Nuremberg Principle IV
"The fact that a person acted pursuant to order of his Government or of a superior does not relieve him from responsibility under international law, provided a moral choice was in fact possible to him."
A moral choice was available to all of these people and each of them broke the international laws against torture.
WWII Japanese soldiers were also tried for using waterboarding to get information from American soldiers. They too were following orders and doing what was needed during a time of war.
Today the UN special rapporteur on torture, Manfred Nowak, says the US is bound under the UN Convention against Torture to prosecute those who engage in it. If President Obama does not pursue the investigation of these crimes he becomes a willing co-conspirator.

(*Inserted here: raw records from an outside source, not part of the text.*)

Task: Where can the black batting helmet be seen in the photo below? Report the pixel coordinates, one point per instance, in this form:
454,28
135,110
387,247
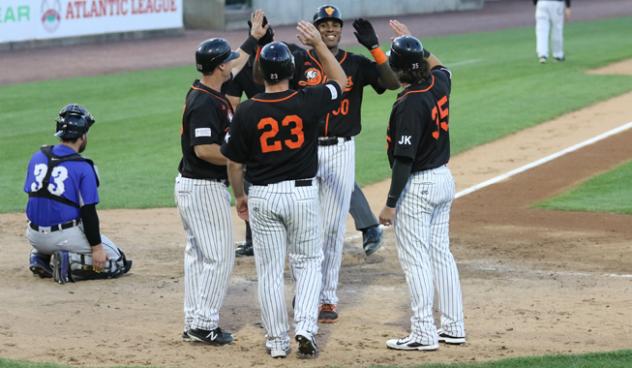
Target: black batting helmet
73,121
213,52
407,53
327,12
277,62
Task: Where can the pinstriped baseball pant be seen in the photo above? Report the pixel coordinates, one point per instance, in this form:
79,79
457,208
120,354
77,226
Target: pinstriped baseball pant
285,218
422,231
209,255
336,174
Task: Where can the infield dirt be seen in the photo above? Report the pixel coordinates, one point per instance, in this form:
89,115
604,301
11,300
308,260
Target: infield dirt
534,281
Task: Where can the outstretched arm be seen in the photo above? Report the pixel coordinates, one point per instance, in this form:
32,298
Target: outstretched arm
366,35
249,47
400,29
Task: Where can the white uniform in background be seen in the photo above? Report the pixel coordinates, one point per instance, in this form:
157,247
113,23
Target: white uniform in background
549,22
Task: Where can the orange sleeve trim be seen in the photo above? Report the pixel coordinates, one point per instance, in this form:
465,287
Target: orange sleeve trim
343,58
258,53
277,100
379,56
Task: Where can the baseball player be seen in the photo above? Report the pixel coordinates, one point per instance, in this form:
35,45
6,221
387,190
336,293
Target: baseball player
549,21
359,209
421,193
63,225
201,191
274,135
336,147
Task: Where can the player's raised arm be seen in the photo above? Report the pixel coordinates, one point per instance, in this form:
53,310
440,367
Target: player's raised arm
309,36
249,47
366,35
400,29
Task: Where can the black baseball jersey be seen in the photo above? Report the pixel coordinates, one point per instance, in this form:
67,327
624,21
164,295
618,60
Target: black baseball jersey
345,119
275,134
419,124
205,120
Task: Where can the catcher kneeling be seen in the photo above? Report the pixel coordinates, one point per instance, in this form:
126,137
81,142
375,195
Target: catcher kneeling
63,226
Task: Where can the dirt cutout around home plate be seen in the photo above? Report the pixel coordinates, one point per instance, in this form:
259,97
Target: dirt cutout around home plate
534,281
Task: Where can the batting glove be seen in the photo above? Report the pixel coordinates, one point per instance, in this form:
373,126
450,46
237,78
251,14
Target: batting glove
365,33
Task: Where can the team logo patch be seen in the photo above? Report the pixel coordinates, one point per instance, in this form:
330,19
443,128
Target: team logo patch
202,132
51,15
405,140
313,77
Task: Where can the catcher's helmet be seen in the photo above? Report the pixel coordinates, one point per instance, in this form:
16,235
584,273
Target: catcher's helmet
213,52
73,121
407,53
277,62
327,12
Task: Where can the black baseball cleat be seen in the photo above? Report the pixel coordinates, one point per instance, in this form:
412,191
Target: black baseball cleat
244,249
408,343
372,239
449,339
307,347
211,337
186,337
40,266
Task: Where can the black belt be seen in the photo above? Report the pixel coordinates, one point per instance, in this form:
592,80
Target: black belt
297,183
330,141
223,181
66,225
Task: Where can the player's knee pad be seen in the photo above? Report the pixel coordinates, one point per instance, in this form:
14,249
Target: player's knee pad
81,267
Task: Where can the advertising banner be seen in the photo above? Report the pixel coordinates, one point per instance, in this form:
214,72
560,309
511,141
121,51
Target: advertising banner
25,20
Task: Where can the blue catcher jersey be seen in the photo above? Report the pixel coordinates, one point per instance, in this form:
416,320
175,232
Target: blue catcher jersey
72,182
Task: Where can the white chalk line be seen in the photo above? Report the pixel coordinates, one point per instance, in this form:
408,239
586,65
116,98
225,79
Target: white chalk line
544,160
491,268
532,165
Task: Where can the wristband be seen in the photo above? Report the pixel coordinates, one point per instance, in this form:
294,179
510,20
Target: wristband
391,202
258,53
379,56
249,46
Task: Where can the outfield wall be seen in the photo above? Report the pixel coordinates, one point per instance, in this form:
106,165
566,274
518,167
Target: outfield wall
213,15
305,9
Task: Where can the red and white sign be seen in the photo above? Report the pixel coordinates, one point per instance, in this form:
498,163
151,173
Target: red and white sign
24,20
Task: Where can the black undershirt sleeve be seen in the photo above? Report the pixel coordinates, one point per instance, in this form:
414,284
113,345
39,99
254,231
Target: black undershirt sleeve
91,224
402,168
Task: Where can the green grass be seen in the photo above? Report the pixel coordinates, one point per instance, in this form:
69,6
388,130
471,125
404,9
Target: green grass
609,192
615,359
499,88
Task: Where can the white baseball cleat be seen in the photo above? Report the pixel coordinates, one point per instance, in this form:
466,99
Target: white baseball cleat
449,339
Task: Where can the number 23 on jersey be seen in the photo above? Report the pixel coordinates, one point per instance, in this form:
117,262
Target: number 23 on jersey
269,128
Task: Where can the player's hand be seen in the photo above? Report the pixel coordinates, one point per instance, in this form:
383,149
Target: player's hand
268,37
258,29
241,205
399,28
365,33
99,258
308,34
387,215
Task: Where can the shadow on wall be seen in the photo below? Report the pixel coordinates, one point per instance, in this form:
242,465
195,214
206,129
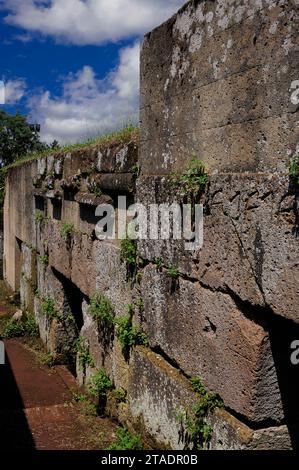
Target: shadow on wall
282,333
14,430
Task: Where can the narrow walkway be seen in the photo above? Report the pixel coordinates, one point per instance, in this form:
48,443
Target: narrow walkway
36,408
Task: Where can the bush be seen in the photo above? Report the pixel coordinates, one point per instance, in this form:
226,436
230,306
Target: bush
101,308
67,230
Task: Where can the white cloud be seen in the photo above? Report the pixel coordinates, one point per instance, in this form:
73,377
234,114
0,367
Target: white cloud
89,106
89,21
14,90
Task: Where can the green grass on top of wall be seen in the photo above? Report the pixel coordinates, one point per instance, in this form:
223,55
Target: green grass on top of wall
114,138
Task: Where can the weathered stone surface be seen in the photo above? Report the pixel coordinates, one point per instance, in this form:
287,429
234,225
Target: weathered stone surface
157,392
216,84
250,239
207,336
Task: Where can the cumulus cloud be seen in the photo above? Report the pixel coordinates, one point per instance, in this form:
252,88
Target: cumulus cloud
89,106
14,90
88,21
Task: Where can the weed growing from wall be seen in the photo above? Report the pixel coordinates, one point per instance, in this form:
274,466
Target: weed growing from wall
49,309
193,180
101,308
67,230
197,431
128,334
39,217
84,356
126,441
294,169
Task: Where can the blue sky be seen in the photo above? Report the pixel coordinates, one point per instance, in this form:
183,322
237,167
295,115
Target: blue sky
73,65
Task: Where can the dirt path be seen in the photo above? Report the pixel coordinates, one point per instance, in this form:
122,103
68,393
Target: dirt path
37,409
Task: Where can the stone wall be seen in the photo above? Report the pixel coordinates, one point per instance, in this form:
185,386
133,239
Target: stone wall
215,85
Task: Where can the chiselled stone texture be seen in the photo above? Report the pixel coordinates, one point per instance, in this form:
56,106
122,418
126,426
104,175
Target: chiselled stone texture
215,83
157,412
207,336
250,238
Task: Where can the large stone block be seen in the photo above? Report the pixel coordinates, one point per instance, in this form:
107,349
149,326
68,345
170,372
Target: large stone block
250,239
216,84
207,336
158,391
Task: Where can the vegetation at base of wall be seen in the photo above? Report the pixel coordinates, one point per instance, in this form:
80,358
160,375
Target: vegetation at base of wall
101,308
25,326
49,309
46,359
135,170
67,230
118,137
100,384
126,441
193,180
173,272
294,169
198,431
128,251
128,334
39,216
84,356
44,259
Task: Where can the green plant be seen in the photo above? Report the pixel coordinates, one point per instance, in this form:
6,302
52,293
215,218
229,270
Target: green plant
25,326
49,309
135,170
120,395
173,272
158,262
46,359
30,325
128,251
294,169
139,302
100,384
127,334
39,216
194,178
126,441
84,356
44,259
198,430
67,230
101,308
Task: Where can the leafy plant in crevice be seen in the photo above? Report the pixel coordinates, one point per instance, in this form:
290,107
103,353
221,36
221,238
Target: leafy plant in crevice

As an American I am offended by your saying that Obama is protecting criminals from a sense of fair play. "Superior Orders" is not a defense for torture, not ever. It is unfortunate these individuals did not have the morals or the courage to say no and to blow the whistle. Shame on them. They put us in danger and helped terrorists recruit more people. No thank you from me.
Uhhh...ok.....NOT!
Nowak added, "It is a violation of binding international treaty law in this case, because this is an international law convention -- and it provides unequivocally that states are not merely obligated to make torture a crime, but also to prosecute any incidents of which credible evidence can be found."
According to article 2 of the Convention on torture neither exceptional circumstances nor order[s] from a superior officer or a public authority can be used to legally justify torture.
Given the OLC's legal opinions overturned settled law it is unlikely they will stand in a court of law.
Certainly we are a nation of laws, and it is very clear they were violated. At the same time, we can't act as if the prosecution doesn' have some pretty serious implications for out country. I hope he will do the right thing, but it's easier for you and me to sit here and gripe about it than it is to give the green light as the actual President.
As for courage, remember that even though a court ordered the documents produced, he could have further tied up the proceedings for years, or as Bush did, just not comply. All the courts can do is find the government in comtempt, as they did in other similar cases. Bush & Co. just ignored them. What are they going to do, send the court's baliff down to arrest the President? He didn't have to comply, but he chose to out of respect for the law, a promise he made for transparency, and his abhorrance of torture as indicated by his immediate actions upon entering office.
As far as your money back, so you would rather McCain or Bush back? Riiiigghhhtt...
Of course, if I were one of those military personnel convicted by a court martial, I wouldn't be holding my breath waiting for a pardon.